Newsweek’s Katie Baker, also went on to join the fray, labeling Emily Yoffe’s argument as ‘offensive and damaging to victims,’ as well as going to emphasize that ‘our culture is swimming with examples of women — in movies, television and real life — who are “punished” for their “bad choices” with sexual violence. 

‘“Bad choices” include wearing a short skirt, staying out too late, getting too drunk, trusting too much. The list of reasons that Americans believe women deserve rape is long.’

Of course one wonders how men could possibly be ‘punished’ if they too insisted in dressing scantily, drinking way too much or staying out too late? Could we even for a moment argue that a man would be well deserving of any possible recrimination at the hands of a female and that implicitly the male failed to observe some basic rules?

Naturally the mere contemplation of such an assertion probably would make the rational mind fizzle in the lack of rational logic, but yet this is what Emily Yoffe wants us to consider as rationalized logic when it comes to women being raped. It is their fault. They asked for it on some level, never mind the perpetrator seeking and manifesting such behavior with their own self will.

Went on to contemplate Jennifer Marsh, vice president of victim services at the Rape, Abuse, and Incest National Network, America’s largest anti-sexual violence organization:

‘Ms Yoffe’s column ‘sends the message that if you don’t drink, you won’t be raped, which is obviously not the case,’ Ms Marsh told Newsweek. ‘Unfortunately, there’s no surefire way to prevent sexual assault. [Rape] can take place anywhere, at any time.
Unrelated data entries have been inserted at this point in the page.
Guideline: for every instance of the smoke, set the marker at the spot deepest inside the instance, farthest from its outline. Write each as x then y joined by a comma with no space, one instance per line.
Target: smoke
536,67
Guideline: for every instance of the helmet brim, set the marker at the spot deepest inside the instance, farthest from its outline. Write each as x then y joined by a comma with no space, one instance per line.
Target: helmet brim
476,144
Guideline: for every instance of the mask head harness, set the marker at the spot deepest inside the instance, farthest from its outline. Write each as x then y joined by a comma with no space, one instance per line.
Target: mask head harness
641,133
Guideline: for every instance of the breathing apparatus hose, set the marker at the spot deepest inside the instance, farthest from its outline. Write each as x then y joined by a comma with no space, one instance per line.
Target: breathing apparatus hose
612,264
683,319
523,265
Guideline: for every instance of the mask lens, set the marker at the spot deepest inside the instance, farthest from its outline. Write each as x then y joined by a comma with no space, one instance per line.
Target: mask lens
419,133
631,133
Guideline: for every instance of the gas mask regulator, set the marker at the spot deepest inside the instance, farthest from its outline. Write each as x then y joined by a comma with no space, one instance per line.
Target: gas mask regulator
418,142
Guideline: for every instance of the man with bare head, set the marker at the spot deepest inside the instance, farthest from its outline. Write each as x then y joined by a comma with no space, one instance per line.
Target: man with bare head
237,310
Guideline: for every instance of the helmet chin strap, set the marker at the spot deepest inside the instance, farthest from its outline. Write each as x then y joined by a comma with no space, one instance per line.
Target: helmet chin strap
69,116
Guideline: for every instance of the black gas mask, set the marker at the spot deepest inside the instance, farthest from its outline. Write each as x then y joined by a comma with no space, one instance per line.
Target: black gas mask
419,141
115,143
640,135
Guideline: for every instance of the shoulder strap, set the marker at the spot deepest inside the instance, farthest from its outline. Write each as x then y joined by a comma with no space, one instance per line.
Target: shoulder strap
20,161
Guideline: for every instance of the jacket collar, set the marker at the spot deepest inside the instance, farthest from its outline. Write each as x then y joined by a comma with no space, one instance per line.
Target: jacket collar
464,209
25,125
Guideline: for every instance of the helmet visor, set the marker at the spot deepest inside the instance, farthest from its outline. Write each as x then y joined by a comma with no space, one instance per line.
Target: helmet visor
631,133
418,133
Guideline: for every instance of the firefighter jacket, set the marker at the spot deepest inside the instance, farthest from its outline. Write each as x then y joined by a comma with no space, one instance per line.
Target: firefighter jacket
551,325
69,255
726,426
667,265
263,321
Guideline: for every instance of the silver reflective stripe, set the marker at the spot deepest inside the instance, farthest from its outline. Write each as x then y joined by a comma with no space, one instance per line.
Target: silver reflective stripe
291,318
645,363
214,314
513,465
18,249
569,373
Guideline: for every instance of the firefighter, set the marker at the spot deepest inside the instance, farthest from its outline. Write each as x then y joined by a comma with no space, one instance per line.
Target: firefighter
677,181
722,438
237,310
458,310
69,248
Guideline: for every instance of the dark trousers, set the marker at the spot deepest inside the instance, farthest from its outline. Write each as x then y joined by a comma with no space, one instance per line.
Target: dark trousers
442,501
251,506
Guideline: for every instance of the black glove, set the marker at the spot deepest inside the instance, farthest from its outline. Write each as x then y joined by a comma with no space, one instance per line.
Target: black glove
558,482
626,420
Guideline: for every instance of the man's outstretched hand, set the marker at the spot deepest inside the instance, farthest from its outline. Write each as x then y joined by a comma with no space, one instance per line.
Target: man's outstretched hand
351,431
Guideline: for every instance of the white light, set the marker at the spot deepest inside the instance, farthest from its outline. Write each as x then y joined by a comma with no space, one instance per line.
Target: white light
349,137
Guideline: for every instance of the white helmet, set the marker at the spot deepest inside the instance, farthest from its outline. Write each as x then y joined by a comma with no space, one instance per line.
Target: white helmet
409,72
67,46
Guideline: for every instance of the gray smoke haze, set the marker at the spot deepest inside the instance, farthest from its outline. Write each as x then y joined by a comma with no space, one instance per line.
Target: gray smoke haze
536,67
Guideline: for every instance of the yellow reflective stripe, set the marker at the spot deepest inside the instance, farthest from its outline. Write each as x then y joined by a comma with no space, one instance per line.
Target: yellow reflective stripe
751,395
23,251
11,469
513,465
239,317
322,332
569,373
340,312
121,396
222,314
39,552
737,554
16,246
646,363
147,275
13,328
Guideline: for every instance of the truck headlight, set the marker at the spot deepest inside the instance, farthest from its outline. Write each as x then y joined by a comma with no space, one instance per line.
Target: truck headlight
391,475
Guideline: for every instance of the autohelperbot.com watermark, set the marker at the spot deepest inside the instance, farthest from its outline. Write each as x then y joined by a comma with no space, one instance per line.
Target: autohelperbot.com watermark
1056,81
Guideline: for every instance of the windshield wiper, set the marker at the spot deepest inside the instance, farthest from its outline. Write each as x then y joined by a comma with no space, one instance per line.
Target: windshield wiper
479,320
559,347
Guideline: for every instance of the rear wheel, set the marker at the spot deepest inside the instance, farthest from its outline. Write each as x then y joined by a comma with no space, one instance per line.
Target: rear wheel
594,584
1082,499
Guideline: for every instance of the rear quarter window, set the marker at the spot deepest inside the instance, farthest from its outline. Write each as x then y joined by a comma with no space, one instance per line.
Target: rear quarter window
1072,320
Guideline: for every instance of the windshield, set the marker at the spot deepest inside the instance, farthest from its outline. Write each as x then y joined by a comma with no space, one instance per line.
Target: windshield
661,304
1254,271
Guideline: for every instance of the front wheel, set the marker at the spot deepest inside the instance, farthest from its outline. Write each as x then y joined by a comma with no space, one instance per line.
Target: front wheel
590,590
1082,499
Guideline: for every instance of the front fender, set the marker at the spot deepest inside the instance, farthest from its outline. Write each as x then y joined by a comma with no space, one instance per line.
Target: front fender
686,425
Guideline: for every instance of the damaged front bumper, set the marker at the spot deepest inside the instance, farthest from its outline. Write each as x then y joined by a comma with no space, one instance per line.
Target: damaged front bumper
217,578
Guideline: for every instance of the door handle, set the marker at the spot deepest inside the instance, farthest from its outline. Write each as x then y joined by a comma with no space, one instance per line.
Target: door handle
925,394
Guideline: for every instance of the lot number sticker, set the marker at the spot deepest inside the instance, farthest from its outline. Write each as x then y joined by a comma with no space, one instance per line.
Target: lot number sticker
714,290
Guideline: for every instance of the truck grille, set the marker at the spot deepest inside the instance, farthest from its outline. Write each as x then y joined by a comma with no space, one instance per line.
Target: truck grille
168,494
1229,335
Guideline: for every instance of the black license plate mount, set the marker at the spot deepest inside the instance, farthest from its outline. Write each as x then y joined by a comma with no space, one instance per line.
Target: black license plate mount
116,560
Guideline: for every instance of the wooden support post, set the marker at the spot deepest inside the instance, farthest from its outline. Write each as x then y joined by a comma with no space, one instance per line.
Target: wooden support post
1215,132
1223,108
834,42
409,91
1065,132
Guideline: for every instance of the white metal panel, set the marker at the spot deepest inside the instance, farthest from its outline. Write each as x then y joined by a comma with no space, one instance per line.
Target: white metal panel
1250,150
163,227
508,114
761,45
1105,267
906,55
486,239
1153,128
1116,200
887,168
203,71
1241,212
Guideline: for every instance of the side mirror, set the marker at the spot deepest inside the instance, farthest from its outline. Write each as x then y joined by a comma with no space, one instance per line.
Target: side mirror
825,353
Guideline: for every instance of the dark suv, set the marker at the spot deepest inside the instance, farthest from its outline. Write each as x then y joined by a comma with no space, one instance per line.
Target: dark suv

It’s not just in a fraternity bedroom after a party.’ And it can happen to women who are sober, too. ‘

Which is of course another way of saying Emily Yoffe, let’s put all drinks aside and understand it is never the fault of the victim for being a victim, it is always the fault of the aggressor for facilitating aggressive actions, they after all have the free will to accept responsibility for their own actions and perhaps it is time society was more assertive in making sure that such individuals were indeed held accountable for their actions.